The food arrives, and it’s amazing. Food is usually better when someone else cooks it, it’s usually better when it’s free, and it’s usually best when it’s arranged in pretentious towers. We have hit the trifecta with our entrees. Annie’s WOW noises continue, but this time it’s from pleasure.
At some point during our main course, Annie takes stock of the situation, laying down her fork to exclaim, “Wow. I should NOT be at a fancy restaurant”. I hear tittering behind me and think the couple at the next table might agree.
“I will vomit. On the floor. Seventeen beers?! This is not a normal thing”.
I’m hoping she’s ok, but I’ve also seen the dessert menu, and I really really don’t want to leave. “Are you… going to be ok?” I ask. No, it’s not quite the same question as “are you ok”. Drunk people are hardly renowned for their future thinking, and I’ve selected my words carefully, hoping she’ll just see a vision of herself sober in the future and will agree to stay put.
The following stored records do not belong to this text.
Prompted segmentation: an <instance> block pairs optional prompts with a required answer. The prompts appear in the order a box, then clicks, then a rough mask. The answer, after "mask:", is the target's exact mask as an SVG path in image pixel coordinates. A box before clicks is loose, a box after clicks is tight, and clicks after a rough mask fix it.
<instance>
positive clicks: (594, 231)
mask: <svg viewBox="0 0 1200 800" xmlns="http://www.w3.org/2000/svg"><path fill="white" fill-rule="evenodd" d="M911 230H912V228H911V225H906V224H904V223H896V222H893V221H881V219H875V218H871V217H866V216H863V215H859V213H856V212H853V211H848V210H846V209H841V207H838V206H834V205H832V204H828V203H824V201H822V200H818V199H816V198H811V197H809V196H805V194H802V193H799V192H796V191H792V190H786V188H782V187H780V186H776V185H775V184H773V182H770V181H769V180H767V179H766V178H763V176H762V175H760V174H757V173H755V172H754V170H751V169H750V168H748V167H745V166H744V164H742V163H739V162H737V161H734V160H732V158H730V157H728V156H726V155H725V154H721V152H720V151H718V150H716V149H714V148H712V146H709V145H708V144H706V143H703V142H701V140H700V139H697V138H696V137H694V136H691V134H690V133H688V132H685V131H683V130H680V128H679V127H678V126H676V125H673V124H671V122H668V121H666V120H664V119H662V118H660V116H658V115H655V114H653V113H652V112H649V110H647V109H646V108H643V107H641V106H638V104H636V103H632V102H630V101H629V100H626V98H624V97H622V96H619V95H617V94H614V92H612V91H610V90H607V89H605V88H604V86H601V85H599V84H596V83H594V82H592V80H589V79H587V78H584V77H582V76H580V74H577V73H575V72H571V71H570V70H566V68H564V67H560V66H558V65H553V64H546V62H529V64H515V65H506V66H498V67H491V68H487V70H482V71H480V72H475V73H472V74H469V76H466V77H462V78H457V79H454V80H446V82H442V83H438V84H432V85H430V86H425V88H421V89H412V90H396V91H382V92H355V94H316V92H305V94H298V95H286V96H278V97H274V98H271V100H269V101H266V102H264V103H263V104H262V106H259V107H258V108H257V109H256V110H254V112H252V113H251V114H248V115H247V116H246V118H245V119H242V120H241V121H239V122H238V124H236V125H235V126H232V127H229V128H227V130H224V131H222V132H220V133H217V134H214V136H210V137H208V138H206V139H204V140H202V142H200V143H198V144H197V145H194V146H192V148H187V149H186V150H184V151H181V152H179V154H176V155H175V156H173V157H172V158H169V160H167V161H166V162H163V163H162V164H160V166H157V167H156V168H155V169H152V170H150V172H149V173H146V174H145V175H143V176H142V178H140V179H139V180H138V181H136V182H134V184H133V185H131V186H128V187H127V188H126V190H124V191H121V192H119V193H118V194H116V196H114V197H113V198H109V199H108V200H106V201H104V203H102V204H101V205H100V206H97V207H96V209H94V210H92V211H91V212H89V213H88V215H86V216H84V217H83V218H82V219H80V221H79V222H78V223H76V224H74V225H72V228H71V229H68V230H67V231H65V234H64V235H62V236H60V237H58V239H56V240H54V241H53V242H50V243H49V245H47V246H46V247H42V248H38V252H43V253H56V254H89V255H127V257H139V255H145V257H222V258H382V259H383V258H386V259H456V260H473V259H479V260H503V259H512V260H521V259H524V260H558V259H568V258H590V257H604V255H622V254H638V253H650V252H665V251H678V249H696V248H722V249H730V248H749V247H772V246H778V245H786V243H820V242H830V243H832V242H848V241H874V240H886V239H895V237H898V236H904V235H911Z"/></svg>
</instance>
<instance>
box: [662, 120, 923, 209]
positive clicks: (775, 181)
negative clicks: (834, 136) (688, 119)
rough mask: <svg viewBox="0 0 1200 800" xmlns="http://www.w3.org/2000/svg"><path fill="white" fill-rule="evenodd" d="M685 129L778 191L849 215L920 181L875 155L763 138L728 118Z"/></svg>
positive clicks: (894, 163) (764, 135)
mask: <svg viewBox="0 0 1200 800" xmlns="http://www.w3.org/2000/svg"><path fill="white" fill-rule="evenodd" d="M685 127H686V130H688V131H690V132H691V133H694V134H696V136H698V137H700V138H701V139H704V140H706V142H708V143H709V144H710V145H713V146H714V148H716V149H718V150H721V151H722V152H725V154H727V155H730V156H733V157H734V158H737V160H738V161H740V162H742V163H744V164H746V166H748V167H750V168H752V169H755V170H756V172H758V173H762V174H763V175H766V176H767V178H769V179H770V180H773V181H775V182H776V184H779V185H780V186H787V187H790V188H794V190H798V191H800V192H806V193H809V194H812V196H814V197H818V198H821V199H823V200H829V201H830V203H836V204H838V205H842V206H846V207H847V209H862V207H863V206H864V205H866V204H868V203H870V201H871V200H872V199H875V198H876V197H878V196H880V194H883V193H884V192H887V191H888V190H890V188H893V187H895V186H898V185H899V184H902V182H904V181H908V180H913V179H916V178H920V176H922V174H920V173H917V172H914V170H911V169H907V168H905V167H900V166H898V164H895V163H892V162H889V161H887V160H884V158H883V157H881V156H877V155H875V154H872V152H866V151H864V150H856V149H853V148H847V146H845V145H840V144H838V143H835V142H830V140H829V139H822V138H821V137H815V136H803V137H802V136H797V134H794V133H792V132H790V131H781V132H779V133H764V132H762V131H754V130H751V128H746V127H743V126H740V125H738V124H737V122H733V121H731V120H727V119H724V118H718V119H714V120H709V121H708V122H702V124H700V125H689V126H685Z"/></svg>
If I were a decent friend I might have insisted we go back to the hotel so she could sleep. She is basically horizontal on her chair as it is, still rummaging in her teeth with her straw. But there’s a dessert that features a caramel drizzle. A caramel drizzle? It’s basically like the menu’s talking dirty to me and I’ve started thinking with my lizard brain.
We’re interrupted by our waiter, here to clear away our plates, and Annie wants to give her compliments to the chef. “Can you… can you please, pass the message, this dinner? Wow. WOW. This… WOW”.
The waiter shakes his head gravely and says, “I will pass that on, ma’am”. His sincerity seems legitimate and I cross my fingers that he delivers this message verbatim.
We order dessert and reminisce about the day. Annie still can’t believe she’s managed seventeen beers in a single day. She is very proud of herself for not “vomming”. She thinks it was probably the naps. Imagine vomiting off the boat, though. Or spewing in front of Muscles!
I wonder if we are the first people to say the word ‘vomit’ in this restaurant at all, let alone so often, or with so many derivations.
Annie decides, after a lot of speculation, that the worst time to vom would have been just before we jumped off the boat to go snorkelling. “Imagine projectile vomiting into the air, then jumping into it, then landing in the water, then the spew landing on you!”
Dessert arrives, and I try to clear the mental image of jumping through a vomit-halo before I start eating. Annie picks at hers, finding her rich chocolate tower impenetrable by spoon or tooth, but enjoying the red berry coulis dotted around the plate.
“Look”, she says, leaning in conspiratorially. “I’m probs going to dine and dash, ok?”
“Don’t you want to finish your dessert?” I say, leaving aside the issue that we’re not paying for this anyway, so a “dine and dash” would really just be “being a little bit impolite by not saying thank you before exiting”.
“No, I’m going to vom”.
I offer to stay behind to get her dessert packaged up, but she waves the idea away. So I summon a waiter in the only way I can, which is to just stare at them until they look at me, then raise my eyebrows and grin. I’ve tried this in the mirror and it makes it look like I want to assist them with something. It’s a weird Freaky Friday reversal, but I can’t seem to stop myself.
“Hello, can we get this to take away? To go?” I ask.
“For breakfast!” says Annie, as the waiter balances our plates on his arm. The tablecloth in front of Annie is flecked with deep red from where she’s dripped the coulis, and she tries to smudge the stain away with her finger.
“This is worse than the worst period stain ever” she says, before burying her head in her hands and saying “Ok, I’m officially questioning all my life choices”.
Thus marks the end of day two in Fiji.